A key question arising from the post-COVID rally is how much the market resilience has been propped up by an influx of retail traders taking advantage of the volatility.

And the latest data insights from trading and investment platform Investing.com lend weight to the argument that retail investors have played a role.

It follows other indicators such as increased volumes reported through millennial-focused trading apps such as Robinhood. Two domestic platforms — Stake and Marketech — also told Stockhead recently that they’d seen a sharp pickup in market activity through the crisis.

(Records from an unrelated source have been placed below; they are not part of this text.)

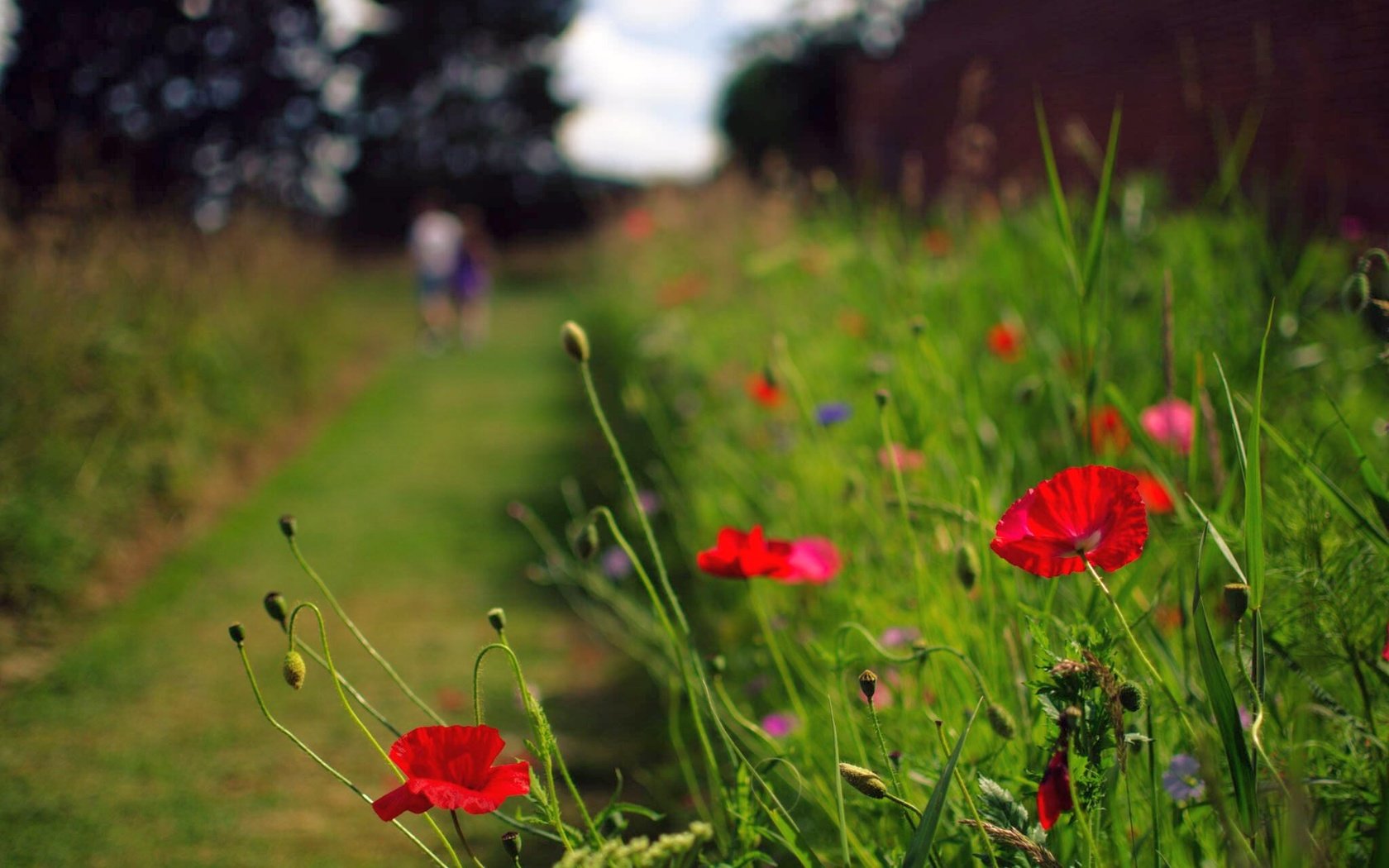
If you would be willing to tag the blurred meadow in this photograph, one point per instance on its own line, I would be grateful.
(876, 432)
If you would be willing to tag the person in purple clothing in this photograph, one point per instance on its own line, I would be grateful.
(470, 289)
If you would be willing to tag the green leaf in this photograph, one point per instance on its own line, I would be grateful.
(1102, 204)
(920, 847)
(1227, 714)
(1254, 486)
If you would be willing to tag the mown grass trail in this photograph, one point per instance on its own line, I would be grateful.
(143, 745)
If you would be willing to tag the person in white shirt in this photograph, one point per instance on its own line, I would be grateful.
(435, 245)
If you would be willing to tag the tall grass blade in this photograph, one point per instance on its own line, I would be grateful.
(1095, 242)
(1227, 713)
(920, 847)
(1254, 486)
(1053, 179)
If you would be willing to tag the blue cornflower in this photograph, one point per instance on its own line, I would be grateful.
(831, 413)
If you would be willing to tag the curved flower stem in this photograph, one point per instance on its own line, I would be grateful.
(631, 489)
(774, 649)
(886, 759)
(328, 657)
(542, 743)
(308, 751)
(360, 637)
(361, 700)
(464, 839)
(968, 799)
(1138, 651)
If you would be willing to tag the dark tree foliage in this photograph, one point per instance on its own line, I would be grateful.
(199, 103)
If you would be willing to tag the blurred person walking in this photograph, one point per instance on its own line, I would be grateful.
(471, 285)
(435, 245)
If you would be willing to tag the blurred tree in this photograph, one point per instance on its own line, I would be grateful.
(343, 107)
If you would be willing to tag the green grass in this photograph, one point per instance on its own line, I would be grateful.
(143, 746)
(839, 300)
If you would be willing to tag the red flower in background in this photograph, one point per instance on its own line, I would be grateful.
(764, 390)
(637, 224)
(743, 556)
(451, 767)
(1084, 513)
(1054, 790)
(1005, 341)
(1154, 494)
(1107, 431)
(813, 560)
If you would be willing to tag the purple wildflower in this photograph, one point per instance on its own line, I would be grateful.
(1181, 778)
(780, 724)
(614, 563)
(831, 413)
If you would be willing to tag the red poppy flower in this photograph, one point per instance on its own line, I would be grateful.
(1006, 342)
(1107, 431)
(1154, 494)
(1084, 513)
(451, 767)
(1054, 790)
(764, 390)
(743, 556)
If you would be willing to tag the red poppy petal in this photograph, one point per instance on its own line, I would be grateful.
(398, 802)
(1054, 790)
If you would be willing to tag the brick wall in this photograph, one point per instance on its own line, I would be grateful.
(1319, 69)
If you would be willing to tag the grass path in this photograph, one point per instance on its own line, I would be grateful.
(143, 745)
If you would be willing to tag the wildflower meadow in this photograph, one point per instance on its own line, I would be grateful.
(1042, 537)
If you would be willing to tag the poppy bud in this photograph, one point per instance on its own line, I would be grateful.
(575, 341)
(275, 606)
(295, 670)
(586, 541)
(1237, 599)
(498, 618)
(1000, 721)
(868, 684)
(1131, 696)
(863, 780)
(512, 843)
(967, 565)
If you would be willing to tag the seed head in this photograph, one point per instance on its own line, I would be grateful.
(1237, 599)
(295, 670)
(275, 606)
(868, 684)
(863, 780)
(1131, 696)
(575, 341)
(498, 618)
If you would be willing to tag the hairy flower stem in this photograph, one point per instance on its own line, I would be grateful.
(464, 839)
(774, 649)
(919, 561)
(328, 659)
(542, 737)
(964, 788)
(360, 637)
(1138, 651)
(308, 751)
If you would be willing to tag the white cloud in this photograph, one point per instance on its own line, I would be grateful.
(596, 63)
(629, 143)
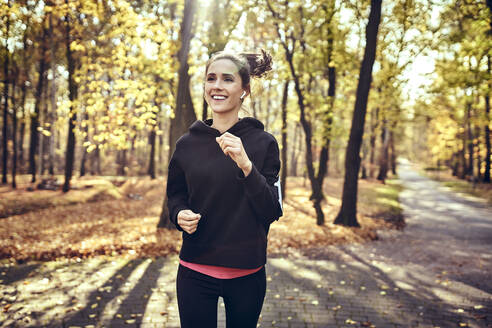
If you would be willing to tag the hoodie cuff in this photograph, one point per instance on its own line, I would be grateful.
(254, 182)
(174, 219)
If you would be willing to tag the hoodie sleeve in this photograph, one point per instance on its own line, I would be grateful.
(263, 187)
(176, 191)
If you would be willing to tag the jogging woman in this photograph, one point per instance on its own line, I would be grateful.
(223, 194)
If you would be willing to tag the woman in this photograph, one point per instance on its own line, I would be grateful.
(223, 193)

Analysing traffic from its own site, Investing.com said the number of Australian-based users rose from 420,000 in February to more than 800,000 through March and April, where they stayed into the end of the June quarter.

Investing.com analyst Jesse Cohen offered some pretty direct commentary in terms of where that interest was coming from.

 

‘Bored sports bettors’ turned day-traders

“Essentially bored sports bettors shifted their focus to day-trading when the coronavirus pandemic brought sporting events to a halt earlier this year,” Cohen said.

Barstool Sports founder Dave Portnoy has become the poster child of this day-trading craze that has taken Wall Street by storm. The big question is how many of these first-time day-traders will stay in the market once sports are back on?”

It makes for an interesting setup into the second half of 2020, with ongoing complications from the pandemic combined with some ASX sectors that have run particularly hard — most notably buy now, pay later (BNPL) stocks.

The heat in BNPL may be partly reflective of investor views around shifting consumption patterns that have been accelerated by the pandemic.

“Simultaneously, rising interest in the Zoom videoconference platform and pharmaceutical companies reflects how investors are betting on the companies that are providing solutions to the pandemic’s challenges,” Investing.com said.

At the same time, the well-documented investor preference for sectors that have been hardest hit, such as airlines and oil companies, also indicate that investors have looked to take advantage of potential discount opportunities.

And with the benefit of hindsight “that wasn’t such a bad move”, Cohen said.

“While market participants are still struggling to understand the true extent of the damage from the fast-spreading virus outbreak, many first-time traders chose to ignore the risk and buy the dip in some of the hardest-hit names in the market,” he said.